Due to the high viscosity of the engine oil ejected by the piston cooling nozzle, the internal flow within the nozzle is relatively stable, with limited turbulent vortex states. Hence, the standard k-epsilon model was deemed appropriate. As shown in Table 4, the simulation results from the standard k-epsilon model are the closest to the experimental data. Figure 8 displays the velocity cloud diagram for the internal flow field of the piston cooling nozzle under the k-epsilon standard model. Upon the oil's initial entry into the nozzle, this segment is in a transitional state, maintaining a minimal and stable velocity, indicative of a turbulent state. As the fluid moves further into the downstream pipe, it remains relatively stable, though there are indications of acceleration in the latter part of the pipe. Upon passing through the nozzle's constriction, a sudden change in velocity occurs, reaching its maximum at the outlet while maintaining a laminar flow state, ensuring that nearly all the oil is directed onto the piston. The simulation results under the standard k-epsilon model indicate a nozzle flow rate of 0.1898 kg/s, which converts to 12.51 L/min.

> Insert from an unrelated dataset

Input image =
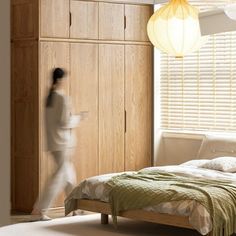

For different engines, the thermal dissipation power varies. Therefore, the flow rate requirements for the piston cooling nozzle also differ. Typically, the nozzle outlet is modified to change the shape and size of the piston cooling nozzle outlet, achieving various ejection flow rates.

Using the nozzle depicted in Figure 3 as the model, with a throat diameter of 3.6 mm, the effect of changes in throat length from 0 to 15 mm on nozzle flow rate was investigated. The same boundary conditions as described in Section 1.3 were applied, and Fluent software was used to calculate 16 data points for throat lengths ranging from 0 to 15 mm. Table 5 presents the calculated results.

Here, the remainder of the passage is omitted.